L’autore di ‘Watchmen’ e ‘Justice League’ torna all’universo di George A. Romero che aveva già omaggiato agli esordi, e ci aggiunge un twist da ‘heist movie’. Ma, nonostante il cast riuscitissimo, il risultato convince a metà

Dave Bautista in ‘Army of the Dead’ di Zack Snyder

Foto: Clay Enos/Netflix

«Ho sempre usato gli zombie come simbolo per una satira o una critica politica e sociale», ha detto George A. Romero nel 2013. «E trovo che questo manchi in ciò che vediamo ora». Ora era il momento in cui uscì The Walking Dead («una soap opera con, incidentalmente, degli zombie»), ma vale per tutta questa nuova ondata di zombie movie (e serie). Possiamo scorrere una lista infinita di titoli, da quelli approvati dallo stesso Romero (L’alba dei morti dementi) a quelli che ha bocciato (World War Z); da quelli che gli sono piaciuti un po’ di più (i film della saga Resident Evil, o almeno un paio) a quelli che avrei desiderato girasse lui (ancora il ciclo Resident Evil, per il quale una volta Romero scrisse un copione).

Romero non è il “proprietario” di quel genere, naturalmente, anche se i suoi contributi al tema riecheggiano più di tutti gli altri anche nel presente. Ma continua ad essere il nome-simbolo di questo soggetto da quando il suo La notte dei morti viventi ha rivoluzionato il cinema anni ’60. Il suo ultimo film, Survival of the Dead – L’isola dei sopravvissuti, è uscito nel 2009; ed è stato preceduto da Le cronache dei morti viventi nel 2007 e La terra dei morti viventi nel 2005. L’anno prima, nel 2004, un mocciosetto esaltato di nome di Zack Snyder, allora esordiente, girò un remake di Romero che oggi sembra legato al tempo in cui fu realizzato esattamente come i primi film di Romero, visto che fu pensato in uno stile che era del tutto inedito per l’epoca che stavamo allora vivendo. Il film è L’alba dei morti viventi, con Mekhi Phifer nei panni del co-protagonista and Sarah Polley che impugnava una pistola: che epoca meravigliosa.

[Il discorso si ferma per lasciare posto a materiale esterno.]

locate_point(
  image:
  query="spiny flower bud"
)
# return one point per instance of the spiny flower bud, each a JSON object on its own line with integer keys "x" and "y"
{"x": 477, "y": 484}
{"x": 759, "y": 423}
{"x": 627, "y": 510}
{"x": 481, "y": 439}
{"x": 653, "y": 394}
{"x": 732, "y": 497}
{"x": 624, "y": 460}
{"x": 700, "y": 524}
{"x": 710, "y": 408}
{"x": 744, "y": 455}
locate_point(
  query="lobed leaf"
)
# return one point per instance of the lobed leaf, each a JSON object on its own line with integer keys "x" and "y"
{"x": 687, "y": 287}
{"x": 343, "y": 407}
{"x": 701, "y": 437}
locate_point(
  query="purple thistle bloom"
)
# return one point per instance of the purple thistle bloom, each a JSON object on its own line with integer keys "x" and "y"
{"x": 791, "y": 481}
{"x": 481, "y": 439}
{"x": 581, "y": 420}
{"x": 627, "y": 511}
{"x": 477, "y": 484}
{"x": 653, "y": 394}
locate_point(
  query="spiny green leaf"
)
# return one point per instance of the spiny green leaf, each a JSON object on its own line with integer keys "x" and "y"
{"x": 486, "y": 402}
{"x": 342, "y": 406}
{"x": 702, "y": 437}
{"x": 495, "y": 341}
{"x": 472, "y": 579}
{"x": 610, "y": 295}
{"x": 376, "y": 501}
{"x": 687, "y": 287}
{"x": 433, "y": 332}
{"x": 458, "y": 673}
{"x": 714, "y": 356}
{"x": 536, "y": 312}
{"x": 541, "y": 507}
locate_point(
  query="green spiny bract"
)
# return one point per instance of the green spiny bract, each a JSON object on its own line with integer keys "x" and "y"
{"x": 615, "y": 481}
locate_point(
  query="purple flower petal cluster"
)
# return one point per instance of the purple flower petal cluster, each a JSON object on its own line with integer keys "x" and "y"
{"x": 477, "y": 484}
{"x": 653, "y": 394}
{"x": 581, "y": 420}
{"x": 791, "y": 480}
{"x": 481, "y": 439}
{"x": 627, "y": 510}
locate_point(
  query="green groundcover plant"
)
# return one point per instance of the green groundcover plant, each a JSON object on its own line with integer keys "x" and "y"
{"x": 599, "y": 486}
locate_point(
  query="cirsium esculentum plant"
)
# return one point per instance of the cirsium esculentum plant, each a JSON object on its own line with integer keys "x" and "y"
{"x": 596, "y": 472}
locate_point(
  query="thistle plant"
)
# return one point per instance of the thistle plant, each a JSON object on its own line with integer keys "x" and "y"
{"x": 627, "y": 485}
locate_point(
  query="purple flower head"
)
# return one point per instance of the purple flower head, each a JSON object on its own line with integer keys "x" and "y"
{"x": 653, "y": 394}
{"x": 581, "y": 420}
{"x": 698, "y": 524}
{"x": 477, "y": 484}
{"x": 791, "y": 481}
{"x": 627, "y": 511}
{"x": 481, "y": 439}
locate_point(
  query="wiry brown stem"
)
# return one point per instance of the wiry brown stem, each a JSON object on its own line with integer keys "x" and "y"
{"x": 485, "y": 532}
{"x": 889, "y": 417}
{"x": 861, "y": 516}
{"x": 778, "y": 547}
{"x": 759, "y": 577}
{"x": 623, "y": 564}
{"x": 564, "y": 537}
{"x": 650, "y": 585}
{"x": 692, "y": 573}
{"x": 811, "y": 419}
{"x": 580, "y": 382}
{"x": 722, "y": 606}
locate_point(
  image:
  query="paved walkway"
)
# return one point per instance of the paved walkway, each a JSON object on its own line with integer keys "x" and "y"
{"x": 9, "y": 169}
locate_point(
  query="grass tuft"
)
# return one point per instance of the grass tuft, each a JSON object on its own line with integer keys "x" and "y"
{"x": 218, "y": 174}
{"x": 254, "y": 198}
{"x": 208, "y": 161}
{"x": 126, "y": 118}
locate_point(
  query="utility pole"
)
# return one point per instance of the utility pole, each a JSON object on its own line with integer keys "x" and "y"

In fatto di zombie movie, Snyder era stato battuto, al tempo, da 28 giorni dopo di Danny Boyle, uscito due anni prima. Ma non importa: la sua Alba fece buoni incassi e lanciò la carriera dell’autore nel cinema blockbuster. Ed eccoci qua. Ancora. Siamo al vertice di quella che sembra una zombiepocalypse di altissimo livello, ma è come se avessimo bisogno di una nuova, in senso letterale, per il franchise sui Morti viventi.

Army of the Dead, il nuovo zombie-heist movie di Zack Snyder disponibile su Netflix, ha già in preparazione un sequel (diretto dalla nuova star del genere Matthias Schweighöfer) e uno spin-off anime, entrambi prodotti dalla piattaforma di Ted Sarandos. Perciò siamo davvero all’inizio di un universo inedito, e questo Army of the Dead pare indicare benissimo quale sarà il nuovo corso. Army of the Dead non è né il migliore né il peggiore film di Snyder. Tenendo insieme i due estremi dentro un prodotto pop comunque godibile, il film fa di tutto per assumere la dovuta rilevanza all’interno del canone, offre la giusta dose di sorprese per nulla sorprendenti e si distingue in quanto a regole del genere per arrivare a un risultato di totale parità tra bello e brutto.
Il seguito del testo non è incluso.